The EU AI Act Goes Live Today and Nobody Knows What It Means
The EU AI Act officially entered enforcement today. Companies have six months to comply. I spent the last week talking to legal teams, and the consensus is: nobody has any idea what compliance actually looks like.
The law is 459 pages. The guidance documents are longer.
Here’s what’s clear: AI systems are categorized by risk level. High-risk applications—hiring tools, credit scoring, law enforcement—face strict requirements. Transparency obligations for generative AI. Outright bans on certain uses like social credit scoring.
Here’s what’s unclear: basically everything else.
One lawyer I spoke with represents three major tech companies. She’s hired consultants to interpret the law. The consultants disagree on fundamental questions. “We might not know if we’re compliant until someone sues us,” she said.
The penalties are brutal: up to 7% of global revenue. For a company like Google? That’s a potential $21 billion fine. Nobody’s taking this lightly.
But implementation is chaos. I talked to the head of compliance at a mid-size AI company. They’ve allocated $4 million just to figure out which regulations apply to their products. They’re not even fixing anything yet—just understanding requirements.
Smaller companies are screwed. A startup building an AI recruiting tool told me they’re spending 40% of their runway on compliance. Not product development. Not customer acquisition. Lawyers and auditors.
The stated goal is protecting citizens from harmful AI. Noble. The actual effect is cementing the dominance of companies rich enough to hire armies of compliance experts.
There’s a dark irony here: the EU wrote these rules to rein in big tech. Instead, they’re creating a moat around big tech that startups can’t cross.
One provision requires “meaningful human oversight” of high-risk AI systems. What does meaningful mean? Nobody knows. How much oversight? Unclear. Documentation requirements? Open to interpretation.
Companies are defaulting to maximum compliance because the alternative is existential risk. An AI safety researcher called this “regulation by ambiguity.” When the rules are vague, companies over-comply to be safe.
The transparency requirements for generative AI are particularly messy. You must disclose when content is AI-generated. Sounds simple. But what counts as AI-generated? If I use AI to edit one sentence in a 1,000-word article, is the whole thing AI-generated?
Nobody knows.
OpenAI, Anthropic, Google—they all published transparency reports. They’re beautiful documents full of vague promises and non-committal language. Technically compliant, practically meaningless.
Some companies are just pulling out of Europe. An AI-powered medical diagnostics startup told me they’re geofencing EU users. The compliance cost exceeds potential European revenue. Easier to just exit the market.
That’s the opposite of what the law intended.
The EU argues they’re setting global standards. Maybe. California is already copying portions of the AI Act. Other jurisdictions are watching. If compliance becomes globally standard, the EU wins.
But right now? It’s expensive chaos.
I asked a Brussels-based policy expert if this was intentional. He laughed. “Lawmakers understand AI about as well as AI companies understand law. This bill is a negotiation document between 27 countries written by people who mostly don’t understand the technology. Of course it’s incoherent.”
The optimistic take: this is version 1.0. The rules will clarify over time through enforcement cases and guidance updates.

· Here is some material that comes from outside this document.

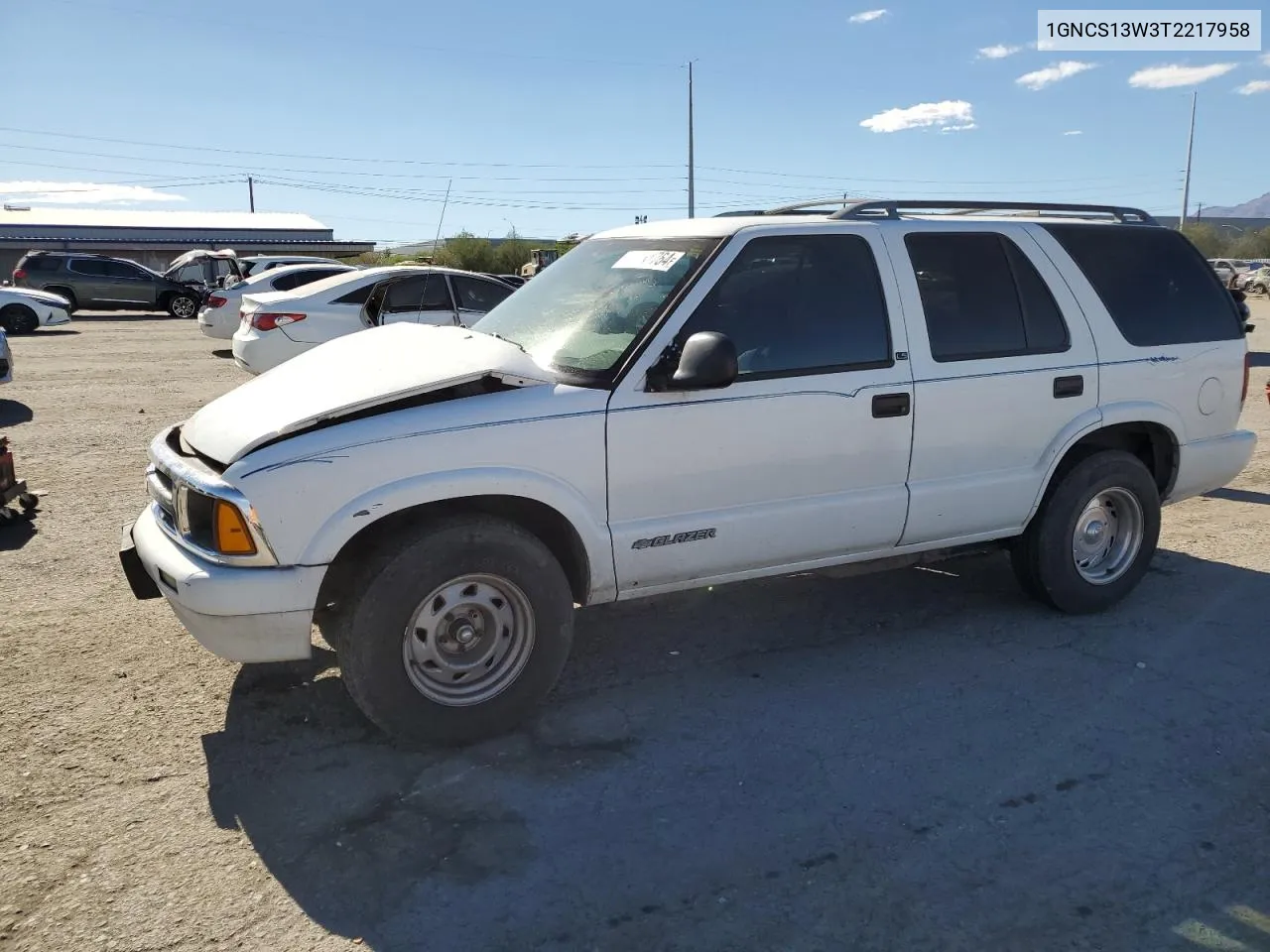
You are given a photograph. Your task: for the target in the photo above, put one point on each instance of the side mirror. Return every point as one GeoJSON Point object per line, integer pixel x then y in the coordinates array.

Eventually, we’ll have workable standards.
The pessimistic take: by the time the rules are clear, AI will have evolved three generations and none of this will be relevant anymore.
Meanwhile, compliance teams are hiring as fast as they can, legal bills are mounting, and everyone’s just hoping they don’t accidentally violate a rule nobody understands yet.
Welcome to the regulated AI future. It’s expensive, confusing, and nobody knows if it’ll actually make AI safer.